Assume we wish to examine the distribution of cities on the globe. If we had a table of the form [City] [Country] [Population Count] [Latitude] [Longitude] this would be an easy task and as we just showed this table is trivially specified in a concise, structured format. However, trying to get this data out of a SPARQL based Freebase frontend can be quite challenging even if we are sure that as in this case the data is in there. Try writing a SPARQL query for our Qlever instance and you will see, if you don't believe us it's possible send me a mail.
This gap between the availability of a simple concise description, queryable datasets and the effort necessary to extract the result is what we aim to close.

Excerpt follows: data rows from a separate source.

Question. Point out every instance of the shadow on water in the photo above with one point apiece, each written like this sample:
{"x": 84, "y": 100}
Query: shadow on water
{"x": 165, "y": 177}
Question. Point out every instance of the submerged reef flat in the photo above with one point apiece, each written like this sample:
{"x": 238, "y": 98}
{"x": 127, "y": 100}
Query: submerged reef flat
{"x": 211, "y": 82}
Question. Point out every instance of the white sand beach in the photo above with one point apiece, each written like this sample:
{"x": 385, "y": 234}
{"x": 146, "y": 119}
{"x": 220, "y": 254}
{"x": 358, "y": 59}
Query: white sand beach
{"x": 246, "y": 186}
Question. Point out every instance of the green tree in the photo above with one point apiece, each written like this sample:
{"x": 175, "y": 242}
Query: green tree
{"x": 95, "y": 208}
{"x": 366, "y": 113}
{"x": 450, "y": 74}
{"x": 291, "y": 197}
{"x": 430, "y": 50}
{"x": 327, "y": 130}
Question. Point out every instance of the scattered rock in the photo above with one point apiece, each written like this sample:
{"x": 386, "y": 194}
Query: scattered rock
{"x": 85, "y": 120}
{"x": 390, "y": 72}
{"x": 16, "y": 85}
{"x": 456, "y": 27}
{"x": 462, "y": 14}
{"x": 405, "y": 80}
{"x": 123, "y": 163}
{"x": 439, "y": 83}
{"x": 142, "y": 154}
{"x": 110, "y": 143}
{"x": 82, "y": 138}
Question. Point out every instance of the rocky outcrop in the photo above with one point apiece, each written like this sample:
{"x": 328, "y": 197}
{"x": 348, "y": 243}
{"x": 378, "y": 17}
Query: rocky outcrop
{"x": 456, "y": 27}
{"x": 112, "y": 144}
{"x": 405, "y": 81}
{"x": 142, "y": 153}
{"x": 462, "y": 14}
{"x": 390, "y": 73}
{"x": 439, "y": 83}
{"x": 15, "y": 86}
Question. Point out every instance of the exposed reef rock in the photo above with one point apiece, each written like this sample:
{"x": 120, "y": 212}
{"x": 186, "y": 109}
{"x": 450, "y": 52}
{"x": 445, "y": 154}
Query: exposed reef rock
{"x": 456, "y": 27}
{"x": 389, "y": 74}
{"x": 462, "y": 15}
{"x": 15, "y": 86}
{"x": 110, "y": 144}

Goal: design, implement, and evaluate a system that given a concise, structured table definition generates the resulting table using a knowledge base as its data source. While the definition is concise and structured note, that there is some fuzzyness to the category names which should not need to match the exact name of the associated knowledge base entity since these have often non-human-readable format, unexpected names and/or require a detour via mediator entities.
Step 0: Search the literature for solutions to this problem, familiarize yourself with the available knowledge base systems, SPARQL and try your hand at a medium number of manually designed queries and example tables. Start designing a simple definition for a table description format, this is not set in stone however. DOCUMENT YOUR QUERIES AND DISCOVERED PROBLEMS
Step 1: Design and implement a baseline version using for example exact entity names with a rule based approach. Design a simple but useful benchmark against which your system can be evaluated. This will give you an idea of where you stand, what kind of errors are still present. This also gives you the opportunity to evaluate if and where your approach may have gone in the wrong direction.
Step 2: Using more advanced techniques such as simple machine learning algorithms tackle the problems discovered in the previous step. Handle synonyms for the categories and possibly allow for additional data filtering. If necessary improve the performance of query generation. Design and implement a web frontend allowing easy interaction with your system both for human and machine users.